5. Upload your created file into the `/data` directory and overwrite the existing `attributes.csv` (see screenshots above).
6. commit, add, and push your changes to GitHub.
| variableName | description |
|--------------|---------------------------------------------------------|
| fileName | the name of the input data file(s) |
| variableName | the name of the measured variable |
| description | a written description of what that measured variable is |
| unitText | the units the variable was measured in |
| variableType | the variable data type |
## Exercise 5 - Add your metadata
1. Open the rbtl workspace on rstudio.cloud and open your project for this assignment.

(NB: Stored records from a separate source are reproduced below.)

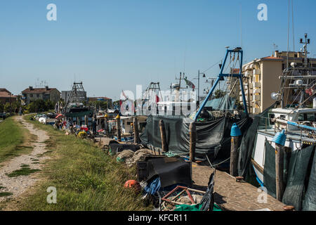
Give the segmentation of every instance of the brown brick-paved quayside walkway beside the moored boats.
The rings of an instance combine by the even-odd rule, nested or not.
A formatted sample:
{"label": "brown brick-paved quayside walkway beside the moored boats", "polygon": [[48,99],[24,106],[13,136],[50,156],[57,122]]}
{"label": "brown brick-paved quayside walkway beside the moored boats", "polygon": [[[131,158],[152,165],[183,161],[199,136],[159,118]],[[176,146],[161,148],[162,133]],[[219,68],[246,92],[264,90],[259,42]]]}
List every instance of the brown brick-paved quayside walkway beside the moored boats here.
{"label": "brown brick-paved quayside walkway beside the moored boats", "polygon": [[[209,176],[213,172],[208,166],[200,166],[192,163],[192,177],[196,189],[206,190]],[[254,211],[269,209],[271,211],[283,211],[284,204],[267,196],[266,203],[258,203],[258,188],[246,182],[236,182],[235,177],[226,172],[216,170],[215,177],[215,203],[224,210],[230,211]]]}

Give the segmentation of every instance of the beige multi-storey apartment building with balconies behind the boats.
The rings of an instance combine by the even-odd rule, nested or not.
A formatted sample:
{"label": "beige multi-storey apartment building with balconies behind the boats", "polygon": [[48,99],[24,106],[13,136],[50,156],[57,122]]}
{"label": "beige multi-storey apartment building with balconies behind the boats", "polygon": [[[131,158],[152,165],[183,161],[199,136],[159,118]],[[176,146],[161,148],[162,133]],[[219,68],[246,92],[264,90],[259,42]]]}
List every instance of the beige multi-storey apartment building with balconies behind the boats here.
{"label": "beige multi-storey apartment building with balconies behind the boats", "polygon": [[[296,63],[297,67],[303,66],[303,53],[290,51],[287,57],[287,51],[275,51],[272,56],[256,58],[242,66],[249,113],[262,113],[265,108],[275,102],[271,98],[271,94],[279,91],[281,83],[279,77],[287,68],[287,63],[289,65]],[[308,63],[312,67],[312,75],[316,75],[316,58],[309,58]],[[287,98],[289,98],[288,102],[291,102],[296,96],[290,92]],[[241,93],[239,93],[239,101],[242,102]]]}

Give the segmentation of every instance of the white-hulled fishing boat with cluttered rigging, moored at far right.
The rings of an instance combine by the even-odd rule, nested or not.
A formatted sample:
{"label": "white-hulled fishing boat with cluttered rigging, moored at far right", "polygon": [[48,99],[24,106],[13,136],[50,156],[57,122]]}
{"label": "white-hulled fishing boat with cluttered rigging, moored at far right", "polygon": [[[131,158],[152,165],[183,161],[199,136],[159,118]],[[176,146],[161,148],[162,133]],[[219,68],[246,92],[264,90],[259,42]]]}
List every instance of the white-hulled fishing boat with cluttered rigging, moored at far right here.
{"label": "white-hulled fishing boat with cluttered rigging, moored at far right", "polygon": [[[251,167],[254,169],[258,185],[268,187],[268,193],[276,196],[277,162],[273,161],[273,149],[280,144],[278,137],[283,136],[281,145],[284,146],[284,195],[279,200],[296,205],[296,210],[303,208],[303,190],[316,188],[315,184],[309,182],[312,176],[310,174],[315,170],[312,168],[312,165],[315,167],[312,160],[316,143],[316,68],[308,63],[307,46],[310,41],[307,34],[305,43],[302,40],[301,43],[304,44],[302,65],[287,63],[287,68],[279,76],[279,91],[271,94],[275,103],[255,119],[257,123],[253,126],[257,127],[251,153]],[[289,93],[295,94],[294,97],[289,98]],[[301,176],[301,181],[298,181],[298,176]],[[293,183],[294,180],[296,184]],[[297,198],[296,193],[299,193]],[[315,199],[313,201],[315,204]]]}

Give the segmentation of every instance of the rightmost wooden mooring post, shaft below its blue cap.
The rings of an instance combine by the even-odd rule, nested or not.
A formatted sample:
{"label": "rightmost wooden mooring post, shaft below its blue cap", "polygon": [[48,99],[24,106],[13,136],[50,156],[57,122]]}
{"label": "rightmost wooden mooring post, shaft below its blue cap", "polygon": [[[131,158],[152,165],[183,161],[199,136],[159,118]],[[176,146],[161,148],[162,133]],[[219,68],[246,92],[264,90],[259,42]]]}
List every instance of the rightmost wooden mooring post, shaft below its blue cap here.
{"label": "rightmost wooden mooring post, shaft below its blue cap", "polygon": [[284,169],[284,146],[275,143],[275,182],[277,191],[277,200],[282,201],[283,186],[283,169]]}

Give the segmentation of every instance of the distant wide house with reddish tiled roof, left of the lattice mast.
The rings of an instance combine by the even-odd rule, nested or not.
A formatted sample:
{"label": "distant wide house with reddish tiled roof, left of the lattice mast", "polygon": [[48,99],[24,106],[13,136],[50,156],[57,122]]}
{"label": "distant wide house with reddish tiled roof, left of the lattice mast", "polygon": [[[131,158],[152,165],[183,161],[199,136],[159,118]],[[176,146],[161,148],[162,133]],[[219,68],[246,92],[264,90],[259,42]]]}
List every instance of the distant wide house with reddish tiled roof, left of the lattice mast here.
{"label": "distant wide house with reddish tiled roof, left of the lattice mast", "polygon": [[45,86],[45,88],[33,88],[29,86],[28,89],[22,91],[22,101],[29,104],[31,101],[42,99],[44,101],[50,100],[53,103],[60,101],[60,91],[55,88]]}

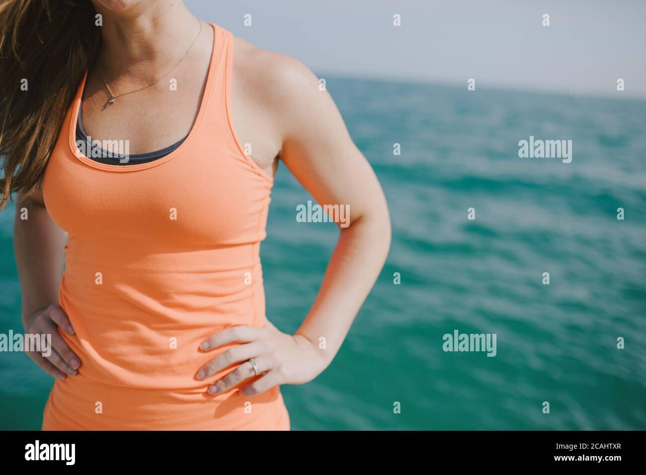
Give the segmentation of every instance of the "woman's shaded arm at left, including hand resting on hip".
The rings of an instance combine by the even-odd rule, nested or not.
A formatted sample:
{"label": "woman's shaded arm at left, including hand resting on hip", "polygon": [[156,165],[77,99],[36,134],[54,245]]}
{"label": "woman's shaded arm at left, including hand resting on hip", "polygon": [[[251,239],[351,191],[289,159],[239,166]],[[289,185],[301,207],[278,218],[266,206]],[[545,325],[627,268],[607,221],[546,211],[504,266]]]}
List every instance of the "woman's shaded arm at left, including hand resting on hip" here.
{"label": "woman's shaded arm at left, including hand resting on hip", "polygon": [[25,332],[52,335],[51,353],[26,352],[48,374],[65,379],[76,375],[81,359],[70,350],[57,327],[70,334],[74,329],[58,305],[58,289],[63,275],[65,231],[56,225],[45,209],[43,194],[19,195],[14,222],[14,251],[22,294],[22,320]]}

2. Navigate to the `/data` directory in the file manager (bottom right window) and click on the directory.
3. Click on the `DATASETNAME-readme.md` file to open it in your code editor (top left window).
4. Add all information that is applicable and save the file.
5. commit, add, and push your changes to GitHub.
## Exercise 6 - Complete the assignment
1. knit, commit, add, and push your changes to GitHub.
2. Open an issue on the repo to let us know you have completed the assignment.